Lines 1-5 ("The flame-red [...] doubloon") introduce the poem's main image: the "harvest moon" of the title. The harvest moon is the full moon that occurs closest to the fall equinox, either in September or October. Traditionally, it marks the transition from summer to autumn, which is also the harvest season in farming communities.
At first, the poem portrays the moon playfully, using vivid descriptions and figurative language to evoke its dazzling presence in the twilight sky. This moon is "flame-red" and "vast"; it seems to move like a huge "balloon," slowly "Roll[ing]" and "bouncing" along the hilly horizon. As night falls, it rises: "takes off, and sinks upward / To lie on the bottom of the sky, like a gold doubloon." A doubloon is an antique Spanish coin often associated with pirates and seafaring tales, so this simile (and oxymoron) plays on the familiar image of gold treasure sinking to the bottom of the sea.
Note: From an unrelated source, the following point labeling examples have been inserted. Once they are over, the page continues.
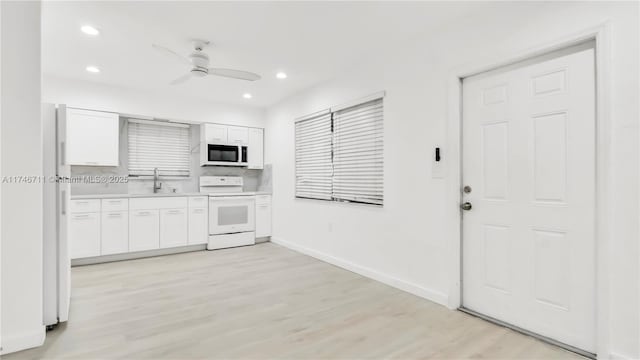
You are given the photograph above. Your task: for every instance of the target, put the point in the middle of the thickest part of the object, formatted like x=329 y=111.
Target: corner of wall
x=22 y=341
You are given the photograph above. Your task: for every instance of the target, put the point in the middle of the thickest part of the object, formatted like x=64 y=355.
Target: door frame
x=601 y=35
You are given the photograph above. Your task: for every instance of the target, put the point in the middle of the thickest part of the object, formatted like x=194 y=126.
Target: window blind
x=358 y=166
x=313 y=156
x=158 y=145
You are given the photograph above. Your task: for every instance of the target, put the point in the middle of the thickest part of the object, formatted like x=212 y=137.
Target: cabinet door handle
x=62 y=153
x=63 y=203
Notice, too, how the "balloon" metaphor transitions into the "doubloon" simile within the space of a line, mirroring the rapid visual changes of the moon itself. The moon is an ancient symbol of change, in fact. And over the course of the poem, this harvest moon not only marks a seasonal change but also mysteriously transforms the landscape below. It may even be a warning sign of disaster or doom.
Though the loose, "bouncing" rhythms and gaudy rhymes ("moon"/"balloon"/"doubloon") of this first stanza sound like lighthearted children's verse, the poem's imagery will grow pretty disturbing by the end! An early hint of this shift comes in the poem's ominous first adjective: "flame-red."